Le mercredi, nous sommes allés à Kingoyi. Bertil continuerait son voyage là-bas et puis, la semaine prochaine, il va aller à Congo-Brazzaville. Il y a une distance de seulement 100 km entre Luozi et Kingoyi, mais il a fallu quatre heures entières pour que nous puissions y arriver. La route était dans un état déplorable par les normes suédoises, mais j’étais de bonne humeur parce que j’ai eu la chance de voir plus de Congo. Nous voyagions en Gunnels pick-up grand et en dehors de moi et Bertil, il y avait deux chauffeurs et une femme et ses enfants. Ils ont été conduit à leurs champs de cultures. La vue était incroyablement beau avec une campagne vallonnée de belles couleurs.

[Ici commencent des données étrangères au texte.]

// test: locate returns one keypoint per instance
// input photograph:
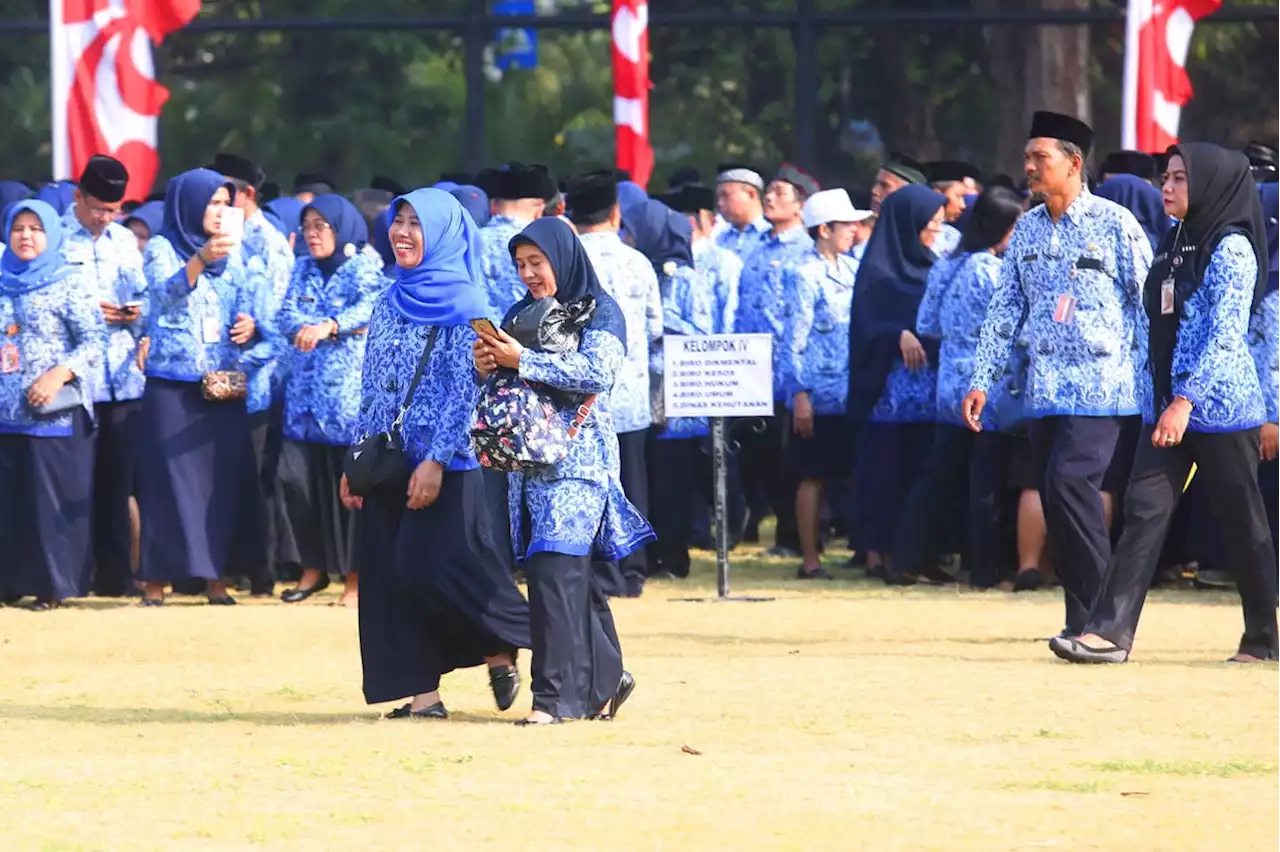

Ici, j’ai aussi vu plus de la pauvreté que avant, sans doute parce qu’il est plus évident. Ici, les gens se réveillent quand le soleil se lève, et ils commencent le travail dans les champs de cultures tôt le matin. Dans la soirée, ils rentrent à la maison et puis commencent la cuisson, qui est le premier et seul repas de la journée. Comme il n’y a pas de l’électricité dans ces villages, la nourriture est cuite sur un feu ouvert. Malgré toutes les difficultés des gens semblent être heureux et positif, mais je ne peux pas m’empêcher de penser que cela est une vie incroyablement fatiguant. Je suis reconnaissant d’avoir été né en Suède, dans les années nonante et dans ma propre famille.
Kingoyi est un village agréable entouré de beaux paysages, mais il faisait très froid parce que nous étions dans les montagnes. Après un repas dans l’ancienne maison des missionaires, je pris congé de Bertil qui resterait. Puis, les deux chauffeurs, moi et quelques passagers, nous avons commencé notre voyage de retour à Luozi. Ce fut un voyage très agréable, où je parlais français, parfois avec les chauffeurs et parfois avec les passagers. Le reste du temps je me suis assis tranquillement et j’ai regardé la campagne par la fenêtre. Jours comme ça, je suis tellement content que je suis allé ici au Congo et que je peut profité de cette occasion pour voir le pays et la culture d’une manière que je n’aurais jamais pu faire autrement.